I will never forget the opening line from a speech that I heard at an SSDC meeting in reference to succeeding in show business: “…it’s 40% who you know, 20% talent and 40% who you know.” Truer words have never been spoken. I have been loathe to learn all about the in-and-outs (pun) of networking, and I have to say that I am better at it than most people. I think my experience in my “real job” has afforded me the intuition to know when and where to use honey or vinegar. While I can be an opportunist if I really wanted to be, I haven’t had to take that drastic measure because I’m not die hard enough to put myself before someone for the sake of success. I believe it is to be earned.

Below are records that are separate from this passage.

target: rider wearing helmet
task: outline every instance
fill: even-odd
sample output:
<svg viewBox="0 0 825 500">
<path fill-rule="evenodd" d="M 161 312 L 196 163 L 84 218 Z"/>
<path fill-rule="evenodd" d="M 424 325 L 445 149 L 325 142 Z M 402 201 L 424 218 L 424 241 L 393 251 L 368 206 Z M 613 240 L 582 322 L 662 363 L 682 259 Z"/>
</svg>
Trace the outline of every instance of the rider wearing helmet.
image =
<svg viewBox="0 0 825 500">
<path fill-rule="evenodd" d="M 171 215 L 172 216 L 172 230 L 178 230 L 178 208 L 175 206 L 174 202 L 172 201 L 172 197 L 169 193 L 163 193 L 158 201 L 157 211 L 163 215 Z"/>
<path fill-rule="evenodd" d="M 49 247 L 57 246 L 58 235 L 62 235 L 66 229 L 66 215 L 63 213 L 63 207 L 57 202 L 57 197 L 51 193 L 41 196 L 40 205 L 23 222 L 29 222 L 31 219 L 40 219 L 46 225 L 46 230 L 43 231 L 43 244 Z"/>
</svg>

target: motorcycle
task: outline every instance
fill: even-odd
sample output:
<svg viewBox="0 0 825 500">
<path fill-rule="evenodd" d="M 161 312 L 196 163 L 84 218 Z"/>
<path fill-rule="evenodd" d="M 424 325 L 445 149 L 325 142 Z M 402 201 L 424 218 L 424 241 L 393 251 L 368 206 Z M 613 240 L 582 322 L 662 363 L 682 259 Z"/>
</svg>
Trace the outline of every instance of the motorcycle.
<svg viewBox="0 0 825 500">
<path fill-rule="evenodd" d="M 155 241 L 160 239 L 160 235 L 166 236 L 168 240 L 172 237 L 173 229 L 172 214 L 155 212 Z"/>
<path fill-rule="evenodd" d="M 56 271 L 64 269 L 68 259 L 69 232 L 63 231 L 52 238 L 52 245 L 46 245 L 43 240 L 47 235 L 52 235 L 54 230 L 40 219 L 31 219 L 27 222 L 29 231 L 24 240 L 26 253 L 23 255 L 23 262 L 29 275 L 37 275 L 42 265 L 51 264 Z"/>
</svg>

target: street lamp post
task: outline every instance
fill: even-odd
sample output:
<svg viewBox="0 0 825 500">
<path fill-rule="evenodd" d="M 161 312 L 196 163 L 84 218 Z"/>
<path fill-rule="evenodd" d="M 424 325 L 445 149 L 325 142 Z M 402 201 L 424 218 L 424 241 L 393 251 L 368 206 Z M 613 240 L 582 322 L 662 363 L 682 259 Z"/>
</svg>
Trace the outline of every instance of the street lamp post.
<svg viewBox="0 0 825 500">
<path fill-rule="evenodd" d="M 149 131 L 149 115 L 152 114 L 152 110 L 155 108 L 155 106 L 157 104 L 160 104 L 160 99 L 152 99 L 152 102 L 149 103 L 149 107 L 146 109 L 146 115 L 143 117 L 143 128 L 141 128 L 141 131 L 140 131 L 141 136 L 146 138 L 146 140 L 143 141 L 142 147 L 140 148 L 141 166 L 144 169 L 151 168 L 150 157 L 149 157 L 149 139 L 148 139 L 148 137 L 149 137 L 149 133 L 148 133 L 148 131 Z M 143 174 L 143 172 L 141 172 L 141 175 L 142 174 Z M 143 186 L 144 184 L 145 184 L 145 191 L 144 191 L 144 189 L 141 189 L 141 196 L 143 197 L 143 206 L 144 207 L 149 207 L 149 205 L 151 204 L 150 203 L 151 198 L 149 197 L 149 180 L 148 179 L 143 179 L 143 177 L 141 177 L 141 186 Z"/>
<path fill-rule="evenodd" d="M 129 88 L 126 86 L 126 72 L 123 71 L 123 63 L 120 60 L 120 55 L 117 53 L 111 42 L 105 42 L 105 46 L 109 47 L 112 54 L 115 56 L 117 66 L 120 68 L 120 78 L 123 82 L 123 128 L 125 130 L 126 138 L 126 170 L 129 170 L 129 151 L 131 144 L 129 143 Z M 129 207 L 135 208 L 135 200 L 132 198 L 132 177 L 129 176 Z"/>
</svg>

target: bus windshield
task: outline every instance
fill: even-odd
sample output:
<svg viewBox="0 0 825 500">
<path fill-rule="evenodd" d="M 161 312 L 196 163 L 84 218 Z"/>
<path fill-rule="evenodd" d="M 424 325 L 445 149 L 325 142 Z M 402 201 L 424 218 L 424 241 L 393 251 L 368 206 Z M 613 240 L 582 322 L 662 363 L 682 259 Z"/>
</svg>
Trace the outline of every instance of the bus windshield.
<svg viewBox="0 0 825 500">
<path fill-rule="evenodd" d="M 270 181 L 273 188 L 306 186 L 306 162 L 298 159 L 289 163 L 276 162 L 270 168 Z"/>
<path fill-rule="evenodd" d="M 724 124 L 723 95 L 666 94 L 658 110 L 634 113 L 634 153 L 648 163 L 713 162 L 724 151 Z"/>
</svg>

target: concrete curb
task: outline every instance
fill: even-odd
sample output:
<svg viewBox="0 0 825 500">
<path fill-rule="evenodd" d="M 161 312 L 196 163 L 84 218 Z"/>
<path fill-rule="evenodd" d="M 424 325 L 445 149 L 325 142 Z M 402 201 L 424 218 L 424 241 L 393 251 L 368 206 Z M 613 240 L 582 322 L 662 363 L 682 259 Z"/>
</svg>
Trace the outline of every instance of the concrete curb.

Now that I have more time on my hands, there has been a lot in the way of thinking. I’m still in the emotional process of getting through a divorce which is heartbreaking and inspirational all at once. I’ve finally had the time to mourn, but at the same time, it’s given me a chance to step back and take a look at myself, as if I don’t do that enough. I have been reviewing scripts and writing reviews and I’ve even considered starting to submit some articles to a very prominent online magazine that I’m on the list for. I submitted samples to an editor a couple years back and I keep getting sent all these offers to write articles, but I just can’t deal with journalism, there’s no room for embellishment. But I’m considering using it as a resumé builder.

I’m going to Germany in two weeks and I’m sure that will have a bevy of opportunities for enlightenment and inspiration. I dare to say I’m excited about the trip. I know that the food and culture alone will coerce me to try to figure out a way to live there. I’m such a metropolis whore. It doesn’t help that I’ve been following bloggers who spend most of their time traveling all over the world writing about the things they love. I imagine that would be the perfect kind of life for me considering I have no major anvil in my life and I want to experience everything that life has to offer. We shall see. For now, I’m just going to keep persevering, hoping that the light at the end of the tunnel is a bright future.